Insurrection : aux armes, Polonais !
Le soulèvement meurtrier des habitants de Varsovie en 1944 est raconté de manière poignante et spectaculaire dans ce surprenant Insurrection.
La Seconde Guerre Mondiale n’en finit pas d’inspirer des productions à vocation mémorielle et spectaculaire. La Pologne est un pourvoyeur inhabituel de films de ce genre, même si dans le cas présent, Insurrection (Miasto 44 en VO) est moins un récit héroïque qu’une plongée en apnée dans l’enfer de Varsovie, qui se soulève durant l’été 1944, à l’approche des troupes russes.
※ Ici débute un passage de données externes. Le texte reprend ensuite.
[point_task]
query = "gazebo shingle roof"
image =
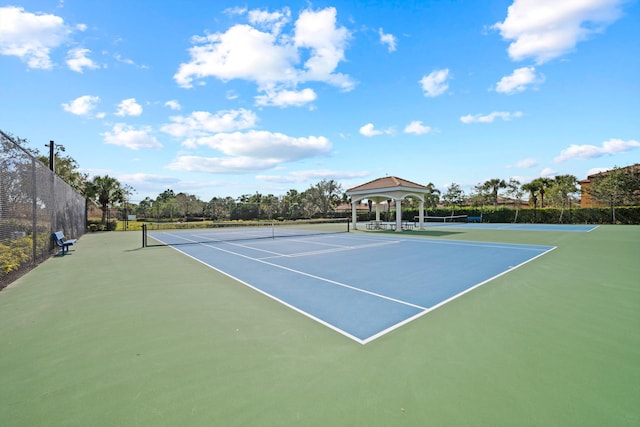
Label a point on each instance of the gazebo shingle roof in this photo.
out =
(386, 182)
Réalisateur méconnu à l’époque de la sortie du film (on lui doit depuis le très remarqué La Communion, entre autres), Jan Komasa a hérité d’un – très – gros budget à l’échelle de son pays pour reconstituer avec un insolent luxe de détails, de décors et de milliers de figurants, cette période infernale, qui a traumatisé pour des décennies une nation entière.
Œuvre sincère, certes imparfaite, mais nécessaire pour comprendre les souffrances endurées par les Polonais (cette longue révolte face à un Reich encore très puissant dans cette zone, fit pour rappel près de 200 000 victimes de leur côté, dont 80 % de civils, et entraîna la déportation de dizaine de milliers de survivants), Insurrection compte bon nombre d’images saisissantes et inoubliables. Le dernier plan, entre autres, est un monument en soi.
Le traitement sans concession des horreurs nazies (aucun personnage n’est épargné, et certaines visions évoquent même des titres tels que Come and See / Requiem pour un massacre) côtoie de manière assez habile une histoire de triangle amoureux, entre Stefan, un jeune « combattant » ambigu et deux filles engagées à ses côtés. Insurrection débute ainsi, avec un sens aigu de la manipulation, par des scènes dramatiques mais insouciantes, les insurgés en question étant de jeunes pousses issues de la bourgeoisie, avant de s’enfoncer au fil des minutes dans la tragédie la plus désespérée, le rapport de force étant déséquilibré et les libérateurs attendus ne répondant pas à l’appel (en occurrence les troupes soviétiques de Staline, qui restaient volontairement postées sur l’autre rive devant la ville en évitant de prendre part aux combats). C’est sur le papier assez classique, mais le style déjà affirmé de Komasa, entre plans-séquences grandioses, ralentis pompiers et extravagants, et sécheresse évocatrice prenant aux tripes, constitue la vraie surprise de ce film impressionnant, sorti pour les 70 ans de l’insurrection en question.